Nada que eu não tenha sentido antes, ou escrito, mas mais uma vez, o que pontua minha vida em momentos e me joga para a frente pra cair de cara. Seja para chorar o inferno próximo, seja para me sufocar de você querendo todos os meus ângulos.
De energia presa num interesse congelado que grudei nos seus olhos, ainda me pergunto se minha clareza não te cegou. Minha energia em potencial, louca para cair de um longo prédio de andares divertidos e morrer tristemente no vazio de um fim certo para um sonho improvável, está zerada na espera de um estalar de dedos.
Estale os dedos e olhe para o chão. Eu estarei ali, arrastada em possibilidades e forte em atração para subir até o andar para o qual você me der asas.
Sei, como sempre soube desde que tomei noção de minha existência baseada em vôos com horas marcadas para quedas, que vou me estabacar em pedaços mais uma vez. E sei que os juntarei novamente, me jurando preservação. E, assim que estiver inteira, estarei novamente cheia de vontade de sair dando encontrões com o mundo. Este mundo que insiste em inventar leis, regras, juramentos e instituições. E insiste em perder para seres apaixonados que juram, até para Deus, que nada pode ser mais sagrado do que a fidelidade aos hormônios.
Clichês me embrulham mais o estômago que qualquer podridão que meu ladopuritano oitenta, irmão gêmeo do meu lado safada oito, tente me jogar na cara.
Aqui estou eu aberta até onde se pode rasgar, exposta até onde se pode vender e insinuando até onde se pode explicitar. E ainda que isolada de cúmplices, longe de aplausos e renegada de benção, aqui estou eu novamente servindo com prazer os meus joelhos à divindade do desejo.
Se você não puder esperar, será bem-vindo em minha ansiedade. Se você me quiser embaixo de mangas, será bem-vindo em meu masoquismo feminino nada original.
Por hora lhe agradeço. Voltaram a gritar os teclados espancados de sentidos para traduzir uma alma que já não cabe mais em seu estado natural. Agradeço-lhe o sorriso estúpido que por mais banal que seja nos faz sentir negritados em meio a tantos seres e suas aspirações. Agradeço-lhe a vontade de errar, sem ela minha vida não parece certa.

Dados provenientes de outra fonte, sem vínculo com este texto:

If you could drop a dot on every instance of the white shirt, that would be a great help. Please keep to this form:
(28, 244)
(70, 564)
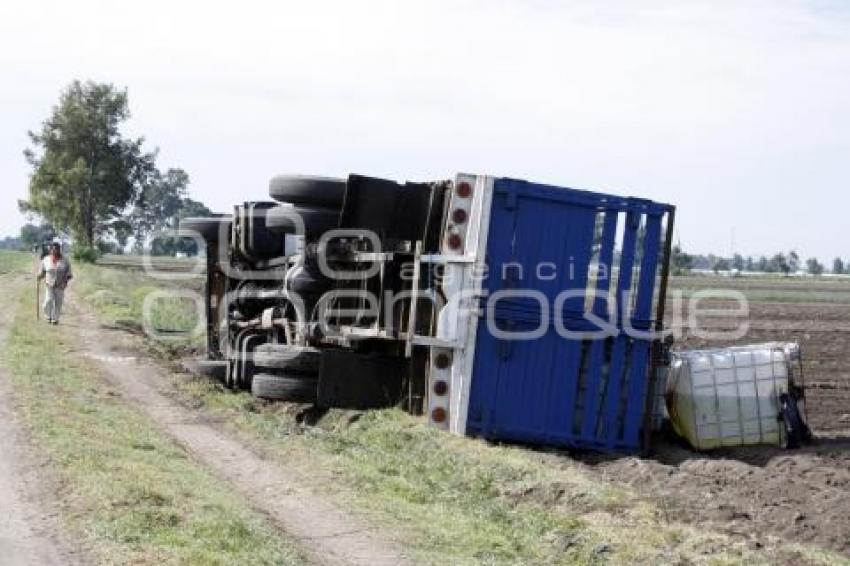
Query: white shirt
(56, 273)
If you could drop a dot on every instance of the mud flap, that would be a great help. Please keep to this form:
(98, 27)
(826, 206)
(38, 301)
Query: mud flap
(349, 380)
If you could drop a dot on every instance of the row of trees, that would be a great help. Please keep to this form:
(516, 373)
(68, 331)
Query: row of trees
(91, 182)
(786, 264)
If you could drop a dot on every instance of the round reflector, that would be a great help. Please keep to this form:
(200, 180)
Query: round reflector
(442, 361)
(464, 189)
(441, 387)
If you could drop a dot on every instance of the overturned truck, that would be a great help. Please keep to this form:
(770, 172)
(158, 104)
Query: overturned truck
(499, 308)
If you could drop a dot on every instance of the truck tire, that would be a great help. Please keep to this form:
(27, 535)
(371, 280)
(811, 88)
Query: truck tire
(317, 220)
(305, 281)
(297, 359)
(209, 228)
(295, 389)
(308, 190)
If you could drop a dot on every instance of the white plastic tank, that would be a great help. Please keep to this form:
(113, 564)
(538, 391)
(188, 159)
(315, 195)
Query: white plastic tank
(730, 396)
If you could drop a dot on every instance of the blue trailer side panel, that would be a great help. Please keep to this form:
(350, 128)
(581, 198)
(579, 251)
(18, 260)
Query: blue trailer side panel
(544, 371)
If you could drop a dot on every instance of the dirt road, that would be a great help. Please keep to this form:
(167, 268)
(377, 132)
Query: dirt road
(28, 533)
(328, 535)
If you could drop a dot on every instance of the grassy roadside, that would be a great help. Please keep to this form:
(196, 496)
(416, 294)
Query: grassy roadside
(118, 296)
(129, 492)
(16, 262)
(459, 501)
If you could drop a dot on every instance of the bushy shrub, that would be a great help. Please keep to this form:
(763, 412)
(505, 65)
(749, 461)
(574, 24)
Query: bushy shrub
(85, 254)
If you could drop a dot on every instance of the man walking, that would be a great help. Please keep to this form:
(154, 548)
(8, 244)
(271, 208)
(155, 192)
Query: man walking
(56, 272)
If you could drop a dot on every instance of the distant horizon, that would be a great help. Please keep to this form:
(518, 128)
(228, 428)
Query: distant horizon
(738, 114)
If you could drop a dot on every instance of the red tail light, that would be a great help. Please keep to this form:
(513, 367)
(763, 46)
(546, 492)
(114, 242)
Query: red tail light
(464, 189)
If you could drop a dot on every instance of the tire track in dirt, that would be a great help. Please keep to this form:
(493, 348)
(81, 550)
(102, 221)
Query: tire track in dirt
(28, 535)
(328, 535)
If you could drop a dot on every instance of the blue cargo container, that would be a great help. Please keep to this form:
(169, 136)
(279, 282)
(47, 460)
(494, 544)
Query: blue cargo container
(527, 348)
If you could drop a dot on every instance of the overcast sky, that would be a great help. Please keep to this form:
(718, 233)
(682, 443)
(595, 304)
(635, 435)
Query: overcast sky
(737, 112)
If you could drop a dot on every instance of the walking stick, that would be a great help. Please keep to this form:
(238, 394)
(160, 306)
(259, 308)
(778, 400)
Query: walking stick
(37, 296)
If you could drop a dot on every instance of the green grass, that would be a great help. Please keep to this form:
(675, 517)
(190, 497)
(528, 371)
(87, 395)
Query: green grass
(455, 500)
(16, 262)
(128, 491)
(118, 296)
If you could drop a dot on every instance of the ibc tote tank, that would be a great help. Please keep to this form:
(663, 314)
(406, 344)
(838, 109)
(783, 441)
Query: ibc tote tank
(730, 396)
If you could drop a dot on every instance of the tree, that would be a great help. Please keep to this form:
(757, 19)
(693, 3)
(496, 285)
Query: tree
(722, 264)
(778, 263)
(85, 172)
(813, 266)
(32, 234)
(159, 203)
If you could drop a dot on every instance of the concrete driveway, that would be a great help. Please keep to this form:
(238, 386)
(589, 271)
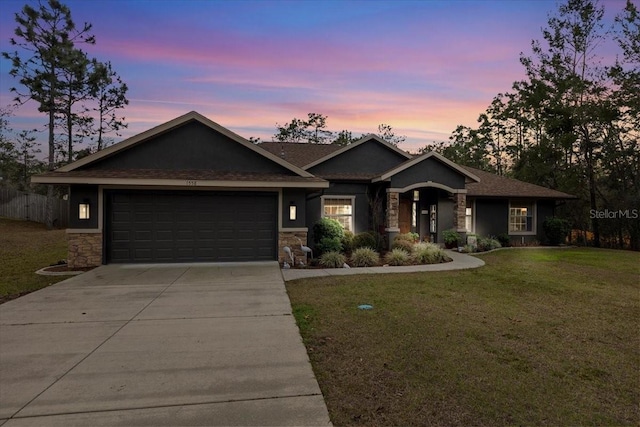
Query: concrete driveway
(184, 344)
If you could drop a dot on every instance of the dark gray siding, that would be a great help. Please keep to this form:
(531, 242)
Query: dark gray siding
(492, 217)
(545, 209)
(83, 194)
(369, 157)
(296, 197)
(428, 170)
(191, 146)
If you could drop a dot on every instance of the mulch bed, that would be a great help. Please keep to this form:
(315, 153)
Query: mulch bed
(63, 268)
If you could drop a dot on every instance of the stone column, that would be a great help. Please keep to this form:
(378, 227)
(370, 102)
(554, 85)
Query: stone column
(85, 248)
(290, 239)
(393, 210)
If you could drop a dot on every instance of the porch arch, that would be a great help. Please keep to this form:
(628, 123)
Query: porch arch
(426, 185)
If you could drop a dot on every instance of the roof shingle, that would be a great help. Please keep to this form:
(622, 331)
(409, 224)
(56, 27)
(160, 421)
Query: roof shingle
(300, 154)
(492, 185)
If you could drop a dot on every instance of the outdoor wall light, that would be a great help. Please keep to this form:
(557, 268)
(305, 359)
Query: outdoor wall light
(83, 212)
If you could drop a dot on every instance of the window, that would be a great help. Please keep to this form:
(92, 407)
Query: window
(339, 208)
(468, 219)
(521, 218)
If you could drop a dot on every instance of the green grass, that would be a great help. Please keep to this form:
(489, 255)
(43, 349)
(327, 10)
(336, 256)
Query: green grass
(536, 337)
(26, 247)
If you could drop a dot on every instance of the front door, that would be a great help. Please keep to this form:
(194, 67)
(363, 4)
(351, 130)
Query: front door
(404, 215)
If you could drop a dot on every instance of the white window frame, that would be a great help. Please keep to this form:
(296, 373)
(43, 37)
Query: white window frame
(519, 204)
(471, 217)
(352, 199)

sábado, 21 de abril de 2012

Não vou pensar

Eu não vou pensar em você hoje. Não vou pensar nos seus olhos fechados, e depois não vou pensar neles abertos. Não vou imaginar como fica a minha própria imagem de cabeça para baixo, quando projetada na sua retina. Não vou pensar no diâmetro das suas pupilas e muito menos na coloração das suas mucosas. Não vou pensar na profundidade das suas órbitas ou na inervação motora das suas pálpebras. Os movimentos dos seus olhos podem pertencer à qualquer um enquanto eu não estiver pensando em você.
Eu não vou pensar nas rachaduras dos seus lábios e nem nos sorrisos que escapavam por ali, não vou verificar se tem cianose, não vou me preocupar com a sua hidratação, nem mesmo vou pensar no sabor da sua saliva e em tudo o que eu esqueci de dizer, não vou me lembrar das últimas palavras que eu ouvi de você - nem das primeiras. A sua voz pode pertencer à qualquer um enquanto eu não estiver pensando em você.
E, finalmente, eu não vou pensar no seu calor intoxicante entupindo meus poros, eu não vou pensar nas suas roupas amassadas e quentes caindo no chão, eu não vou pensar na sua febre nem no meu termômetro, eu não vou pensar em encostar em você. Eu não vou pensar em você. Hoje.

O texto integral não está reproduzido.